Horton produced a gaudy stat line in Omaha:

13 1/3 IP, 9 H, 4 ER, 1 BB, and 24 strikeouts!

Yes, 24 strikeouts, including 13 Rebels in the 2nd game of the CWS Finals, the most in a Finals appearance.

Dylan DeLucia:

Dylan DeLucia was a major reason why Ole Miss lifted the trophy in Omaha this season. The big right-hander became the dominant force of the CWS.

Collecting 2 wins in 16 2/3 IP with 1 ER, 8 H, 0 BB, and 17 K over two starts, the 22-year-old junior relentlessly attacked hitter after hitter.

DeLucia uses his fastball with late life and arm-side movement and a short mid-80s slider to attack the lower part of the strike zone.

DeLucia showed no fear going right at hitters he demonstrated consistent control of the strike zone and just enough command to miss bats and barrels.

Even when DeLucia had a slider back up on him or a fastball miss in the zone, batters could not square him up in the CWS.

The pair of pitches work in tandem and stay on the same plane to the plate throughout the first 50 or so feet.
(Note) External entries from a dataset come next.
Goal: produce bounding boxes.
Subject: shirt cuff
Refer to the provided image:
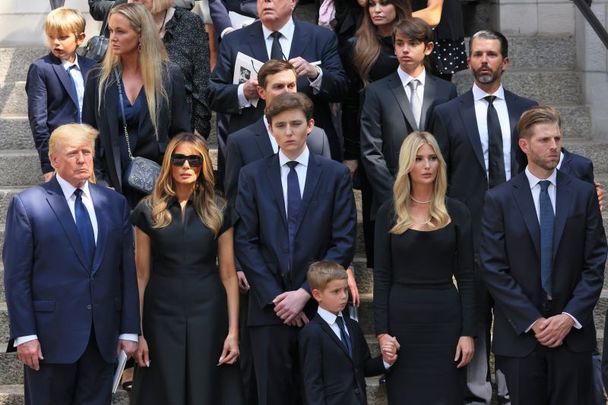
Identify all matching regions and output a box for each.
[308,66,323,94]
[236,83,257,108]
[562,312,583,329]
[13,335,38,347]
[118,333,139,342]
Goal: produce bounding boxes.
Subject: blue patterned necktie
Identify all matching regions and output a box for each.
[336,315,353,357]
[74,188,95,270]
[287,160,302,263]
[538,180,555,298]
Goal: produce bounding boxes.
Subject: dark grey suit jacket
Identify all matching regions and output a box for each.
[361,71,457,218]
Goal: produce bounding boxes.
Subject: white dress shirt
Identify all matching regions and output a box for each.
[237,17,323,108]
[525,166,583,332]
[262,115,279,153]
[13,174,139,350]
[279,146,310,214]
[317,306,391,370]
[397,67,426,122]
[61,55,84,121]
[473,83,511,181]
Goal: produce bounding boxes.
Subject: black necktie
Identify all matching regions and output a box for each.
[270,31,285,60]
[484,96,507,188]
[336,315,353,357]
[287,160,302,264]
[538,180,555,298]
[74,188,95,270]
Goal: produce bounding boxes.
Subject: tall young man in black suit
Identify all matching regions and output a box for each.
[480,107,608,405]
[431,31,536,405]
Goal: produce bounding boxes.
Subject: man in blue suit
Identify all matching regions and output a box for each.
[235,93,356,405]
[480,107,607,405]
[208,0,348,160]
[2,124,139,405]
[25,8,95,181]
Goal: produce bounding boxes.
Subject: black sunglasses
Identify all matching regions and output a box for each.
[171,153,203,167]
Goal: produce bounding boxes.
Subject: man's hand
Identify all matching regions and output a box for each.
[236,271,251,294]
[116,339,138,358]
[532,314,574,349]
[289,56,321,80]
[243,79,259,101]
[17,339,44,371]
[272,288,310,324]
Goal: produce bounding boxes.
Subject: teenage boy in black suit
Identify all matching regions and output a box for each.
[299,261,399,405]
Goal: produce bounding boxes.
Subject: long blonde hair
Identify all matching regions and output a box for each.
[97,3,169,135]
[353,0,412,85]
[390,131,450,235]
[147,132,223,236]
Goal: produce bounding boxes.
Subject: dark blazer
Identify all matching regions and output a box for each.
[208,20,348,158]
[480,171,607,357]
[25,53,95,173]
[235,153,357,326]
[431,90,537,252]
[298,314,386,405]
[82,62,192,192]
[559,148,595,186]
[361,71,457,218]
[2,178,139,364]
[209,0,258,39]
[224,119,331,206]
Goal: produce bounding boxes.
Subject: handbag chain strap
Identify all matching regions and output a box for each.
[114,69,133,160]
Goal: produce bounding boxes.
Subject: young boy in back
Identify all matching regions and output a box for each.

The combo works well movement-wise with a short late break in two opposite directions just getting the ball off the barrel of the bat.
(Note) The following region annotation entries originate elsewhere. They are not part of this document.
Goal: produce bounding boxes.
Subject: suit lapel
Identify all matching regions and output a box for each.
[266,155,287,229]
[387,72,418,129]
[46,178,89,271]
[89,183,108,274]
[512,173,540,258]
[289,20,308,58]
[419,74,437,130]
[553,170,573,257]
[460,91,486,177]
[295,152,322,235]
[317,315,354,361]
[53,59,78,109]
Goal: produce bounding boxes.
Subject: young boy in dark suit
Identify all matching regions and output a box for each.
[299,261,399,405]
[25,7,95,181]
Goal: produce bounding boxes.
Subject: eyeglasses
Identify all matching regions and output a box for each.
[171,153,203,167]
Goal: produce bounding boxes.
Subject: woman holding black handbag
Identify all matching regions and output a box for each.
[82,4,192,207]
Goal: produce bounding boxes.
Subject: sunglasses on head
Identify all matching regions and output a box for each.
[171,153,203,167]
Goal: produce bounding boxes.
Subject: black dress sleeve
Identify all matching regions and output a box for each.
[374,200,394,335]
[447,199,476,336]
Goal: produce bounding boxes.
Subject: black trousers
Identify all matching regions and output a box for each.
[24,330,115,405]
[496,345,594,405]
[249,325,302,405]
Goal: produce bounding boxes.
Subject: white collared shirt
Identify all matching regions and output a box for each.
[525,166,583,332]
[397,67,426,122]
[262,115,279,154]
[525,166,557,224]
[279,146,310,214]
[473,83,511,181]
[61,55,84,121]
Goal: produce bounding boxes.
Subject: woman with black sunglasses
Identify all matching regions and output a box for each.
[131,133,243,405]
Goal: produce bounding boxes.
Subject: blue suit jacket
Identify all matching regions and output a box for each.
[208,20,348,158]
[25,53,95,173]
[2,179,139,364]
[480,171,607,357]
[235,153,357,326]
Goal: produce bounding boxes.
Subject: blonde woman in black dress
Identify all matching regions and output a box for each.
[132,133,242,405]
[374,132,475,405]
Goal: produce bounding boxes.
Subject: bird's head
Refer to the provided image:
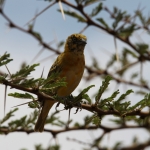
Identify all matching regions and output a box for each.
[65,34,87,52]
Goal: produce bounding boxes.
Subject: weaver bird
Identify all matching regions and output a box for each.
[35,34,87,132]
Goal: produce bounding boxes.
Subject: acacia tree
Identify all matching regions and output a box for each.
[0,0,150,150]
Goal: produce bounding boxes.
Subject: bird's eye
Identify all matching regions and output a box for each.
[72,37,77,42]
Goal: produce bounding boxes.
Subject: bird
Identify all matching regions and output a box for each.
[34,33,87,132]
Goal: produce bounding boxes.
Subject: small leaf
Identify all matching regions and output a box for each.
[117,89,134,102]
[8,92,34,99]
[90,3,103,17]
[96,18,109,29]
[0,52,13,66]
[95,76,112,104]
[59,11,87,22]
[0,108,18,124]
[72,85,95,104]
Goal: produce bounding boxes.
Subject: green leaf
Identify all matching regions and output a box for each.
[72,85,95,104]
[8,116,27,130]
[28,101,41,108]
[99,90,120,108]
[0,108,18,124]
[32,32,42,42]
[118,24,135,38]
[95,76,112,104]
[90,3,103,17]
[8,92,34,99]
[112,10,126,29]
[0,52,13,66]
[136,43,149,55]
[96,18,109,29]
[82,94,92,104]
[117,89,134,102]
[84,0,99,6]
[59,10,87,22]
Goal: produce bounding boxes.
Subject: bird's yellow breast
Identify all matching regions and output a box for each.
[57,52,85,96]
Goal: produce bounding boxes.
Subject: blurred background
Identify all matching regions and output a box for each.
[0,0,150,150]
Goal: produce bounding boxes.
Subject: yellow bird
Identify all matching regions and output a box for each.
[34,34,87,132]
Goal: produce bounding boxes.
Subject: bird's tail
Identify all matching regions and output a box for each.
[34,100,54,132]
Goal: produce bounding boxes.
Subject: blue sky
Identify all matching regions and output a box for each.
[0,0,150,150]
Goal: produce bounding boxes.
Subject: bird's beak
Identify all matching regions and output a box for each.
[79,39,87,45]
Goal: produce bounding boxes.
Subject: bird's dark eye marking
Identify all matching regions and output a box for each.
[72,36,77,42]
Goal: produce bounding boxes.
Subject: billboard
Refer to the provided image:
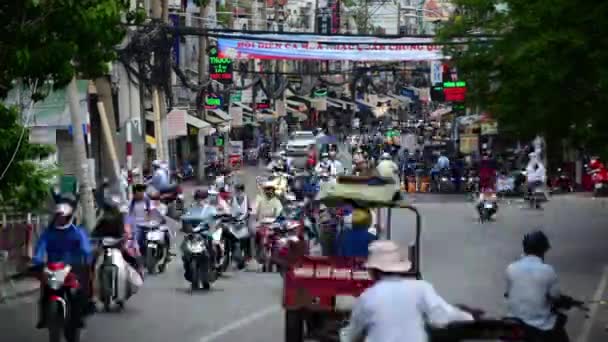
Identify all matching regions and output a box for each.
[422,0,456,22]
[218,34,444,62]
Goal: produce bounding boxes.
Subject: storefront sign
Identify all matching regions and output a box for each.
[228,140,243,157]
[205,94,224,110]
[255,100,270,109]
[230,90,243,102]
[313,88,327,97]
[481,121,498,135]
[209,47,232,84]
[218,33,444,61]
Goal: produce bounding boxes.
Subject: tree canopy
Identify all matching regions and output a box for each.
[0,0,132,209]
[438,0,608,153]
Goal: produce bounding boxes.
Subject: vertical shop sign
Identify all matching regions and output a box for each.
[209,46,232,84]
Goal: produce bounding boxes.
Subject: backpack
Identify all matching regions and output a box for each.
[129,196,150,215]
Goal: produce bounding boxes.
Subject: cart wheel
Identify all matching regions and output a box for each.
[285,310,304,342]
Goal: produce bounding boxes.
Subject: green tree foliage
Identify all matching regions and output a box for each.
[0,106,56,210]
[439,0,608,156]
[0,0,129,208]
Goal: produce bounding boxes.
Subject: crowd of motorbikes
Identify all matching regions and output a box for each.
[14,138,608,342]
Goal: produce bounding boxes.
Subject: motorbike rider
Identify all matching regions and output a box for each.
[91,196,140,276]
[329,150,344,176]
[32,198,94,329]
[505,230,568,342]
[526,152,546,209]
[315,152,331,174]
[207,187,230,214]
[149,160,171,192]
[376,152,399,187]
[344,240,473,342]
[255,182,283,222]
[336,208,376,257]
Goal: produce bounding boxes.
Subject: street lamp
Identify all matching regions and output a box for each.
[397,6,443,33]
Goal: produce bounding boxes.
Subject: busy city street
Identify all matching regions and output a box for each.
[0,0,608,342]
[0,191,608,342]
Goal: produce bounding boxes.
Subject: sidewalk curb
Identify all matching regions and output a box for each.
[0,282,40,305]
[0,288,40,305]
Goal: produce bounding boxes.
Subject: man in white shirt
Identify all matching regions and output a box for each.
[329,151,344,176]
[344,240,473,342]
[505,231,567,342]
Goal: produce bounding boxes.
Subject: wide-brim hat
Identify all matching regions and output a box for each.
[365,240,412,273]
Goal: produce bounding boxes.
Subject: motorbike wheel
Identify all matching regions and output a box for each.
[64,326,80,342]
[46,302,66,342]
[285,310,304,342]
[220,240,233,272]
[189,260,200,292]
[101,269,114,312]
[146,249,157,274]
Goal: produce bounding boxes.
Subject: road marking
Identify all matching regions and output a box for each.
[576,266,608,342]
[199,305,281,342]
DeLucia had a great feel for his slider and fastball, but even when DeLucia had a slider back up on him or a fastball miss in the zone, batters could not square him up. The righty has good deception in his delivery and got swings and misses in and out of the zone.

He worked in and out of trouble to reach the CWS finals against Arkansas. When DeLucia’s Ole Miss team needed it the most he delivered the best performance of his college career: Nine shutout innings of four-hit ball. He was the ultimate competitor that day and demonstrated a bulldog mentality on the mound in both of his CWS starts.


DeLucia won “Most Outstanding Player” at the College World Series and delivered on the biggest stage in college baseball by being fearless and going right at hitters.

Both DeLucia and Horton showed that a belief in your pitches and confidence to command not only the strike zone but a presence to command the mound can go a long way in succeeding.